À court terme, une supplémentation adaptée peut améliorer la récupération, la qualité de la peau et certains marqueurs articulaires. À long terme, l’efficacité dépend entièrement du contexte métabolique. Un individu inflammé, insulinorésistant et soumis à un stress chronique ne synthétisera pas efficacement le collagène, quel que soit l’apport.
Les recommandations actuelles souffrent d’une simplification excessive. Elles ignorent la spécificité des types, la biodisponibilité réelle et les conditions physiologiques nécessaires à leur utilisation.
Le choix du collagène devient alors stratégique.
La forme liquide est souvent perçue comme supérieure. En réalité, elle est simplement pré-hydrolysée et plus rapidement absorbée, mais aussi plus instable et souvent enrichie en additifs inutiles. La poudre hydrolysée reste la forme la plus contrôlable et la plus pure, à condition de respecter des critères stricts.
Un collagène de qualité doit être hydrolysé, sans odeur forte, sans goût marqué, et surtout totalement soluble. Lorsqu’il est mélangé à l’eau, il ne doit laisser aucun résidu, aucune mousse excessive, aucune particule flottante. La présence de dépôts indique une hydrolyse incomplète ou une matière première de faible qualité.
La traçabilité est essentielle. L’origine doit être clairement indiquée : bovine, marine ou porcine. Le collagène marin est riche en type I, avec une absorption rapide. Le collagène bovin contient principalement les types I et III. Le collagène de cartilage (souvent de poulet) est le seul pertinent pour le type II.
Un bon collagène ne contient pas d’arômes, pas d’édulcorants, pas d’agents de texture. La liste d’ingrédients doit être minimaliste. Une protéine, rien d’autre.
La granulométrie est un indicateur indirect de qualité. Une poudre fine, homogène, sans agglomérats, témoigne d’un traitement maîtrisé. Une poudre grossière ou irrégulière est souvent le signe d’un produit bas de gamme.
Enfin, la réponse individuelle reste le critère ultime. Amélioration de la peau, des ongles, des douleurs articulaires, de la récupération. Sans effet mesurable, le produit est inadapté ou inutile.

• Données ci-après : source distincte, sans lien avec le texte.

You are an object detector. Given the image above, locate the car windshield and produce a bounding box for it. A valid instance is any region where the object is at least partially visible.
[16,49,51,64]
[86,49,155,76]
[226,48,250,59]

Ce sujet dépasse la simple supplémentation. Il interroge directement la cohérence entre ce que l’on consomme et la manière dont le corps est biologiquement capable de l’utiliser.
Continuer à consommer un collagène générique sans comprendre sa nature revient à traiter un système complexe avec une solution simplifiée.
La question reste ouverte : supplémenter pour compenser, ou corriger le terrain biologique qui empêche le corps de se régénérer efficacement.